Diesen differenziert gezeichneten muslimischen Frauen, die für die moderne Eigenständigkeit gerüstet sind, stellt Jasmila Zbanic jene Frauen gegenüber, die nach den Regeln der Wahhabiten leben. Sie pauken im Zeltlager am See Koransuren. Sie verweigern ihrem Gast das Gespräch, als Luna ihren Mann dort besuchen will und von ihm ferngehalten wird. Das Misstrauen lässt die in die geschlossene Welt eingedrungene junge Frau nicht mehr los. Nada (Mirjana Karanovic), die im Frauenbezirk ihr volles rotes Haar unter dem Nikab hervorholt und auf der Autofahrt gern aggressiv überholt, erklärt Luna den Grund ihrer Anpassung: Amars Freund Bahrija habe sie, eine Kriegswitwe, mit ihren drei Kindern zu sich genommen. Sie fügt hinzu: "Der Westen ruiniert das Frausein." Westliche Frauen seien "durch ihre Karriere versklavt" und könnten ihrer Bestimmung, Kinder für den Kampf zu gebären, nicht folgen.

Nada und ihre Tochter lösen am Ende einen Eklat zwischen den Liebenden aus. In der Moschee erkennt Luna trotz des Blickverbots ihren Mann, der als Trauzeuge einer nach der Scharia unerlaubten Zeremonie beiwohnt, in der Nadas minderjährige Tochter in einer Zweitehe mit Bahrija verheiratet wird. "Reinheit", wie Amar sie versteht, also Enthaltsamkeit bis zur muslimisch geschlossenen Ehe, die er für sich und seine Frau anstrebt, ist für Luna vor diesem Hintergrund purer Hohn.

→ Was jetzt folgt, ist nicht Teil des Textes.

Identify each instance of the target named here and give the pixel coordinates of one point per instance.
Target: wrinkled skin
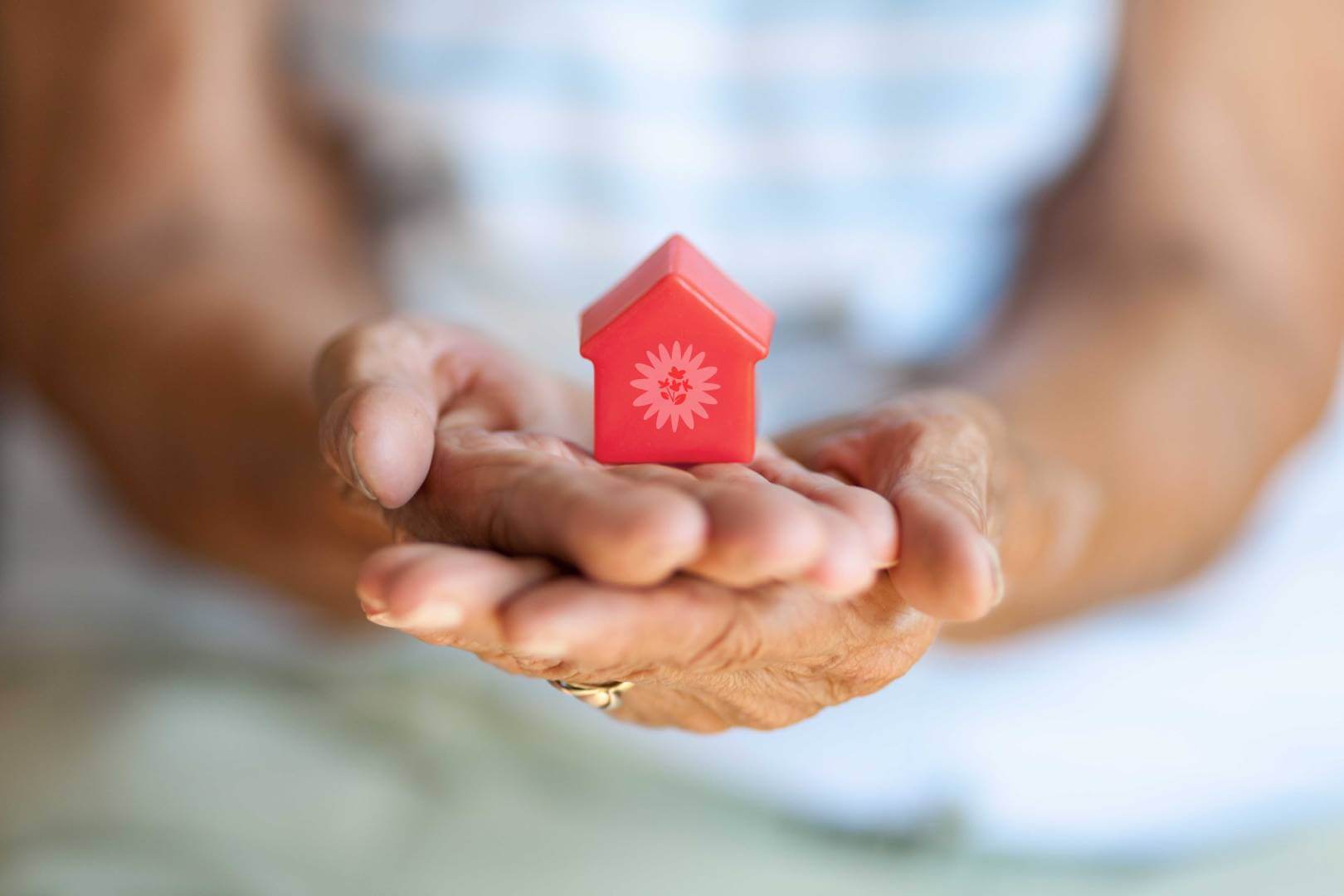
(732, 596)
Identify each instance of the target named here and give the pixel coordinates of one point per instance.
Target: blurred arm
(1179, 324)
(164, 212)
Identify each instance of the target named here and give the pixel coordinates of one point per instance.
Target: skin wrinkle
(1181, 282)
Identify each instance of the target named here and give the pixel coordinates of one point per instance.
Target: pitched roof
(679, 258)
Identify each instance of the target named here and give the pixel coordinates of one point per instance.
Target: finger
(845, 567)
(446, 594)
(537, 494)
(687, 625)
(379, 397)
(869, 511)
(758, 533)
(947, 568)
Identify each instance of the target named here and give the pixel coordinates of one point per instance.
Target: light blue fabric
(874, 155)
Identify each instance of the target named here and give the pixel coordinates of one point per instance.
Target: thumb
(378, 398)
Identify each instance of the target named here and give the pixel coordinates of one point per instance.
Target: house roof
(679, 258)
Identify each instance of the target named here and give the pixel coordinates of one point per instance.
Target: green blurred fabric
(192, 772)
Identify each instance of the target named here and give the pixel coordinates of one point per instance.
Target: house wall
(674, 320)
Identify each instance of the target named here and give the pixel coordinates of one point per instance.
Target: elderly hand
(463, 444)
(704, 655)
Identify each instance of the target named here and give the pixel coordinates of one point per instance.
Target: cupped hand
(704, 655)
(461, 442)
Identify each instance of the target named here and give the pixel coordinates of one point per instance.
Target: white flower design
(675, 386)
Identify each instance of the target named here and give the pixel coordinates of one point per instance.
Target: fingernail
(353, 468)
(996, 570)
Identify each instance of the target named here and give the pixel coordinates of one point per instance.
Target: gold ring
(605, 696)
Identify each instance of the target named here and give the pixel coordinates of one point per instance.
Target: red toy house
(674, 348)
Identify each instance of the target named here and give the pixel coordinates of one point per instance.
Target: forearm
(169, 275)
(1140, 416)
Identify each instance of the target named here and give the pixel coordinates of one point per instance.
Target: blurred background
(168, 726)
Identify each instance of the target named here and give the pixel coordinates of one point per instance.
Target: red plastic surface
(674, 348)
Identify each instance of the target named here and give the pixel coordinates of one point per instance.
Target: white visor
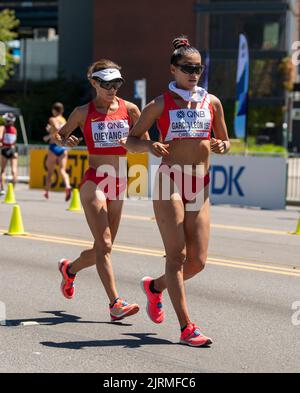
(108, 74)
(9, 117)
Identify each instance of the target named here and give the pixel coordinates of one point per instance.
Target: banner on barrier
(235, 180)
(78, 164)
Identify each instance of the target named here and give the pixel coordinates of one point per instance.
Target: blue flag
(242, 83)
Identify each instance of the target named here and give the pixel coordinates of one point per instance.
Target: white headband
(108, 74)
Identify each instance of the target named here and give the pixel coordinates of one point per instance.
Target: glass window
(264, 32)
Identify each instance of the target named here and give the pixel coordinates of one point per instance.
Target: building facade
(138, 35)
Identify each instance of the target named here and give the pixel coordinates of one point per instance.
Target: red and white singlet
(178, 123)
(10, 136)
(102, 131)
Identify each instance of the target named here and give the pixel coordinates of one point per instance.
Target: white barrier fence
(243, 180)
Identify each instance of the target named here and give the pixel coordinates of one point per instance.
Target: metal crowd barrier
(293, 165)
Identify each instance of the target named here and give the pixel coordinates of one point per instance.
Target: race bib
(107, 133)
(9, 139)
(189, 123)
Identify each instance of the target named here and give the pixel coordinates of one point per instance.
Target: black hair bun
(180, 42)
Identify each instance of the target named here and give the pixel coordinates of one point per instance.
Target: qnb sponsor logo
(108, 136)
(180, 114)
(296, 315)
(101, 126)
(2, 314)
(195, 114)
(2, 54)
(190, 125)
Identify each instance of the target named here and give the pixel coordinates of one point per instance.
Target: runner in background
(186, 115)
(9, 150)
(57, 155)
(104, 121)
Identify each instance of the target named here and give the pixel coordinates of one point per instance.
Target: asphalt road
(243, 299)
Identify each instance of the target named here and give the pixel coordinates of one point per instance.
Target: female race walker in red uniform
(104, 121)
(185, 116)
(9, 151)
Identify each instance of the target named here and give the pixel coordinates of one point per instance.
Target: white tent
(16, 111)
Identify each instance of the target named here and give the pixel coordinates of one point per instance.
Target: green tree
(8, 23)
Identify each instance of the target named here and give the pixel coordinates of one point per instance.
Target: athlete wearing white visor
(108, 78)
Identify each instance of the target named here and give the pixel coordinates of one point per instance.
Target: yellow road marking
(160, 254)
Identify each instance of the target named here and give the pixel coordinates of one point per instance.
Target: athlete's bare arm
(1, 134)
(135, 114)
(76, 119)
(135, 142)
(220, 144)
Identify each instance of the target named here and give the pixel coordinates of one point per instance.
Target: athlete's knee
(176, 258)
(103, 247)
(195, 265)
(63, 172)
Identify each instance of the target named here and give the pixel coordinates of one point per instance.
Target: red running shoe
(68, 194)
(122, 309)
(154, 304)
(191, 336)
(67, 285)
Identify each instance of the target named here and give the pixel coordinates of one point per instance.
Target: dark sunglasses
(190, 69)
(115, 83)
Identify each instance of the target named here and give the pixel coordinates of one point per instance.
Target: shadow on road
(60, 317)
(143, 339)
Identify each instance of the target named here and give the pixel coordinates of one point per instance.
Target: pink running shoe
(122, 309)
(67, 284)
(154, 305)
(68, 194)
(191, 336)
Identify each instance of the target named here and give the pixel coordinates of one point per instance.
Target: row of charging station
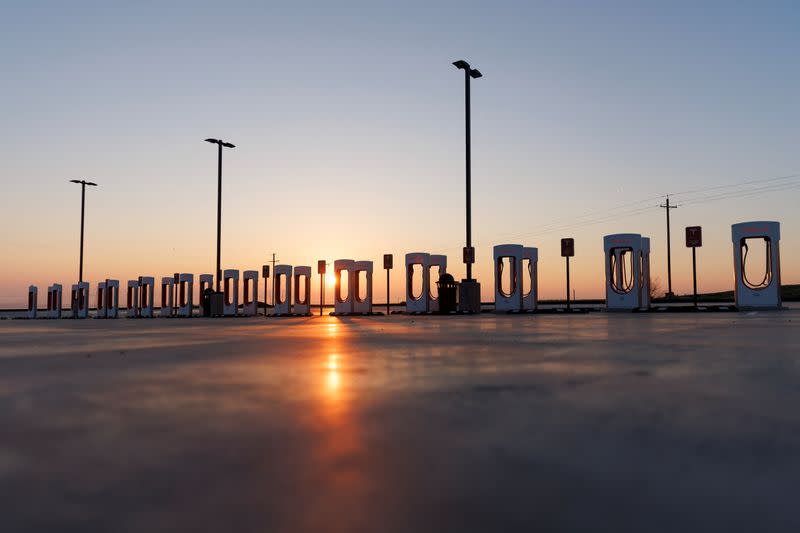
(627, 268)
(292, 294)
(627, 281)
(177, 298)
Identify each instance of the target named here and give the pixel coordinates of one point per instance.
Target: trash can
(205, 302)
(448, 289)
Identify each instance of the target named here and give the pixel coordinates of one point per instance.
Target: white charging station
(250, 292)
(111, 305)
(644, 267)
(185, 295)
(439, 263)
(343, 304)
(101, 300)
(418, 303)
(54, 294)
(623, 271)
(759, 291)
(362, 287)
(167, 296)
(79, 300)
(33, 301)
(283, 284)
(230, 289)
(132, 301)
(147, 287)
(507, 266)
(301, 291)
(529, 276)
(205, 281)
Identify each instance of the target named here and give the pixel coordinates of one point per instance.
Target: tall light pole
(219, 144)
(468, 74)
(83, 184)
(469, 295)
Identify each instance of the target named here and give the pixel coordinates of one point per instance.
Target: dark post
(469, 166)
(219, 215)
(321, 264)
(567, 282)
(669, 251)
(694, 274)
(694, 240)
(567, 251)
(468, 73)
(219, 144)
(83, 184)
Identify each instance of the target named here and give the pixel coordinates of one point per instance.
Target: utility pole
(273, 279)
(669, 251)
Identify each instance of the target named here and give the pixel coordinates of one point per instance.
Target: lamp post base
(469, 296)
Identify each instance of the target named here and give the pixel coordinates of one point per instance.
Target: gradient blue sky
(348, 120)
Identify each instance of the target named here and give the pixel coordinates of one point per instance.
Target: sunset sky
(348, 121)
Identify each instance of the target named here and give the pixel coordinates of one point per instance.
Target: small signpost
(321, 267)
(265, 275)
(567, 251)
(694, 240)
(388, 263)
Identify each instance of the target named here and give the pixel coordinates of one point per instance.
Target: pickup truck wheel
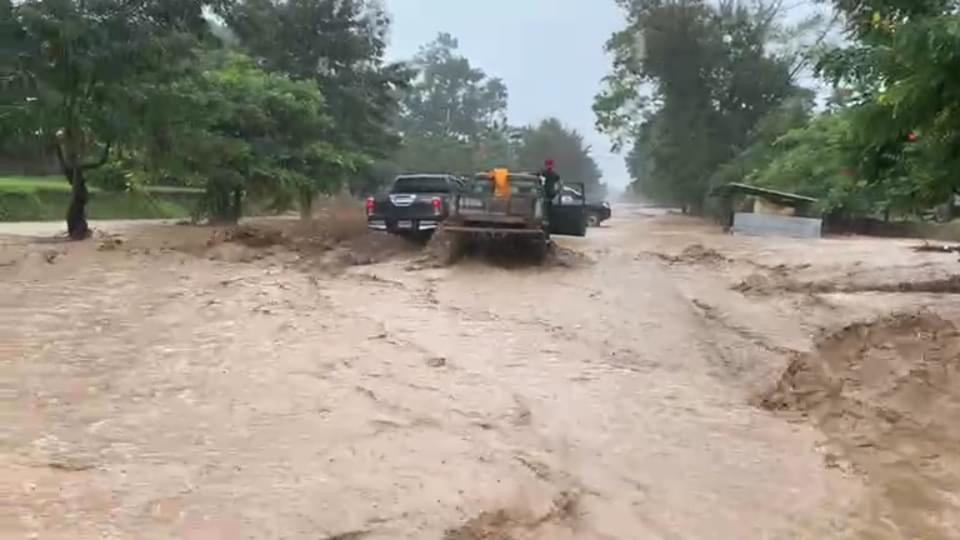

"Zwischen uns das Paradies" endet indes nicht als religionssoziologische Deklamation. Jasmila Zbanic hat ein schönes Melodram der uneingelösten Gefühle gedreht. Luna erfährt, dass sie auf natürlichem Wege schwanger wurde. Wie in vielen Passagen des Films spiegelt sich auch der innere Tumult nach dieser Nachricht sehr zart in den introvertierten Zügen ihrer Protagonistin Zrinka Cvitesic wider.